A. Automated Tests are Untested Codes

Automated tests can get quite complex and just like any other code they need testing themselves before being trusted. Should we write unit-tests that test Unit-tests? I've heard some saying "A code without automated unit test is like a code that is not written yet". Does that mean auto-unit-tests are considered not written?. going to the religion analogy, if everything needs to be "created", who created the "creator"? TDD fans, tend to imply that tests are bug-free and their bug-freeness flows down to the code. Ore are we sweeping the problem somewhere else? 

B. Automated Tests Take Time to Write:

Hello-World examples of test/mock/validation frameworks show how easy it is to test with their over-simplified examples. But many times in reality it becomes very difficult to write a true test and even more difficult if you insist on using these frameworks. Unless you are already in heaven, you have limited project time and the time you spend on Automatic tests is competing with the time you could use to do manual tests. Their first defence is that the automated test is going to take zero time to execute and over time you actually save time. But they just assumed the test is going to run for many times, while in reality the change in the requirements or design or a dozen of other things can kill a test before it runs even once on a release version. 
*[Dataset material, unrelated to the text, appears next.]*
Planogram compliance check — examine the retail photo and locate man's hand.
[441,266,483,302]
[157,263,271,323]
C. Automated Tests Worsens Encapsulation:

The design in a TDD usually has to do serve a double purpose: Functionality and Maximizing Testability. You can end up loosing encapsulation to make code testable. You finds ways to avoid this, but they don't come free. Unless one day .Net and .Net languages are changed to support TDD so that you can test a method without making it visible to normal code, this problem will exist. A Symptom of this is usually having Interfaces for objects for no other reason than being able to write tests easier. 
Again, I know there are ways, techniques, platforms and etc.  to alleviate that, but in reality may Devs sacrifice the encapsulation to do tasks in time. The unmeasurable encapsulation is sold in favour of measurable coverage. 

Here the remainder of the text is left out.